Daily Management Review

Twitter Measures Your Happiness


A new study on social media finds the difference between happy tweets as oppose to dissatisfied tweets.

A group of scientists believe that an individual’s tweet can be used as a yard stick to measure his happiness. The team used data from Twitter to “measure users' life satisfaction, a component of happiness”.
The study takes into account how a user fell about life over a longer period of time, instead of accounting for momentary happiness. Yang and Padmini Srinivasan got together to mine “data from about 3 billion tweets from October 2012 to October 2014”. Their data collection was limited to “only first-person tweets” that used words like "I," "me," or "mine".
An algorithm was developed to “capture the basic ways of expressing satisfaction or dissatisfaction with one's life”, whereby they found that on a long term’s spectrum people maintain a steady “happiness and satisfaction with their lives”, which does not get affected by any external circumstances like “an election, a sports game, or an earthquake in another country”.

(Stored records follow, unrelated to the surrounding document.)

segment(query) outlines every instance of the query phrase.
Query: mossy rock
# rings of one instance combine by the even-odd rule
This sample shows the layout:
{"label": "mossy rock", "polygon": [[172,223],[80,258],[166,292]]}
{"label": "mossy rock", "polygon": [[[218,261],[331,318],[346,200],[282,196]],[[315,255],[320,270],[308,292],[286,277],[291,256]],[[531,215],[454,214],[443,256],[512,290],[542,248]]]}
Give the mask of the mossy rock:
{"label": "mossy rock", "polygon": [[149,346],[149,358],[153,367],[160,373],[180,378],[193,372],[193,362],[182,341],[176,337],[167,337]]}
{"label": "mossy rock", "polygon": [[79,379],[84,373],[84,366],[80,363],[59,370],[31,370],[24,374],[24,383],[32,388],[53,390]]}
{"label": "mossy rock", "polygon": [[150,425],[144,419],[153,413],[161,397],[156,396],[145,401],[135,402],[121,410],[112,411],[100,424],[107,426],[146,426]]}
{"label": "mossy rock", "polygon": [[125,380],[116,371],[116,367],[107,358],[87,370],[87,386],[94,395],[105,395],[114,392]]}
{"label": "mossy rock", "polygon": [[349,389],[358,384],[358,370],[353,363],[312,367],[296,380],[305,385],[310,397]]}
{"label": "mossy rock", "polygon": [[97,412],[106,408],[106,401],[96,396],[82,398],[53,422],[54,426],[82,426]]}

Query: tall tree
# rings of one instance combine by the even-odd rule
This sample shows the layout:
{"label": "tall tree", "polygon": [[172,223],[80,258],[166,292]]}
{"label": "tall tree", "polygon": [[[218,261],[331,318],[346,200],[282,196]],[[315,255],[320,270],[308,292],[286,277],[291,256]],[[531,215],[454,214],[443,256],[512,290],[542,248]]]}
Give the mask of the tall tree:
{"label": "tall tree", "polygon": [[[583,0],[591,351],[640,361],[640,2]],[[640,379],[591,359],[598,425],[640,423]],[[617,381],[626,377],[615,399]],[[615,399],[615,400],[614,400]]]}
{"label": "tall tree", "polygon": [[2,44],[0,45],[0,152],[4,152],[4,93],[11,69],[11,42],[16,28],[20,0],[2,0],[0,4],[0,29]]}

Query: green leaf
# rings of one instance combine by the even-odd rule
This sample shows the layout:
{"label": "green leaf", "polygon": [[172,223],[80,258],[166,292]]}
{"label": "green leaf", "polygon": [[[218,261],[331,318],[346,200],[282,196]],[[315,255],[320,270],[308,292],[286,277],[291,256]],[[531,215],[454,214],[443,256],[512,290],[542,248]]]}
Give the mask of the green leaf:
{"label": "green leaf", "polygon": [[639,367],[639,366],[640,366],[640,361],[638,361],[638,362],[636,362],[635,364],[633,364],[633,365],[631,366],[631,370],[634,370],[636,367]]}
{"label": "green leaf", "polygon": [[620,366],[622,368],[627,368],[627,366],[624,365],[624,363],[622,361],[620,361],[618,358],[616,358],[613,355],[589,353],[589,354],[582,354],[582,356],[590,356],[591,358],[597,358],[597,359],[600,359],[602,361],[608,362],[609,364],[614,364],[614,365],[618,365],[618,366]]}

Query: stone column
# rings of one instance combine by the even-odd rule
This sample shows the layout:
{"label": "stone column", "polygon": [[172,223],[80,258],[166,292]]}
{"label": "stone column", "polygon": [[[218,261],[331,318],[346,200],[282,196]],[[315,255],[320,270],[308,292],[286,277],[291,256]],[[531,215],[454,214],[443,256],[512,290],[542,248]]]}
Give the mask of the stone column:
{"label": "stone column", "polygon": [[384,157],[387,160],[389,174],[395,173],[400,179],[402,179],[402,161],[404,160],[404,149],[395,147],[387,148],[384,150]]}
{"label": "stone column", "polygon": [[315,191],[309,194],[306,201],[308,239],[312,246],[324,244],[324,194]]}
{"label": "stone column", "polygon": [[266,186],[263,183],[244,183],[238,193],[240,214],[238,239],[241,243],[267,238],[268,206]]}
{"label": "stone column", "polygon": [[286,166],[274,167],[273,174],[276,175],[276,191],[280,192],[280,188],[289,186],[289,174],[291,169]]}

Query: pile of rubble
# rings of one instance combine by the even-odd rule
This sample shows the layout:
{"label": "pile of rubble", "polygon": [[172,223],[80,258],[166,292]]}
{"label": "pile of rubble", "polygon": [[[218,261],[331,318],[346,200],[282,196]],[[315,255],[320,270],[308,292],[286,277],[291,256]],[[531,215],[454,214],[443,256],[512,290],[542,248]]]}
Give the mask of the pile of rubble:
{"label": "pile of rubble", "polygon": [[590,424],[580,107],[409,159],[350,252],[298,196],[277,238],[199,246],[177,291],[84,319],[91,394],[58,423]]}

The said study provides contrast result, in comparison to previous “social media research on happiness” as the latter concentrated on “short-term happiness” which is subject to daily moods that wavered at every external circumstances.
As per Srinivasan:
“The findings are consistent with traditional social science research on subjective well-being”.

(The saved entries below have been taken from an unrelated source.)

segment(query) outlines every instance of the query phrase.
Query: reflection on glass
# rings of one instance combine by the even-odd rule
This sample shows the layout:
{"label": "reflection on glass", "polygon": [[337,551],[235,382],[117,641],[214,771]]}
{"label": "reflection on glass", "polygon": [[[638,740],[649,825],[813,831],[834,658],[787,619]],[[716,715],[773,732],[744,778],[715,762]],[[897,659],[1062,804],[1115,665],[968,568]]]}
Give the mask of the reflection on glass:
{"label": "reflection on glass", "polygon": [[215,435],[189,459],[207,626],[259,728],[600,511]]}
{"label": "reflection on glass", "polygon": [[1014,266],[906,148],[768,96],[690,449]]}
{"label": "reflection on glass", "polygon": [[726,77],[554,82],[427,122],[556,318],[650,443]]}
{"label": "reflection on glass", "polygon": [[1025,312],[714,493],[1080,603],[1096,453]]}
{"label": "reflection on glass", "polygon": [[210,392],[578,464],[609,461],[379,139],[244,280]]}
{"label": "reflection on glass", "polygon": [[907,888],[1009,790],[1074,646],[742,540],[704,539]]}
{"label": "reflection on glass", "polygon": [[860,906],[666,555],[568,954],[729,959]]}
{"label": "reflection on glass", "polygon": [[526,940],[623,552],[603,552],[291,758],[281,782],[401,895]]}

The researchers grouped Twitter users in two categories based on their expression of “satisfaction or dissatisfaction with their lives”, whereby they found that one group consisting of “satisfied users” were more active users who used Twitter over a longer period and incorporated hashtags in their tweets along with “exclamation marks, while there were “fewer URLs”.
On the other hand, the users were dissatisfied tended to use more “personal pronouns, conjunctions, and profanity in their tweets”. Furthermore, the research also accounts for “differences in satisfied and dissatisfied users' psychological processes”.
According to TOI:
“Dissatisfied users were at least 10 per cent more likely to express negative emotion, anger and sadness and to use words such as "should," "would," "expect," "hope," and "need" that may express determination and aspirations for the future.
“They also were more likely to use sexual words and to use them in a negative context”.
However, the other group of people, meaning the satisfied users used more positive emotion “especially related to health and sexuality”, while they also used ten percent more likely words “related to money and religion”, while dissatisfied users used ten percent more words that related to “death, depression and anxiety”.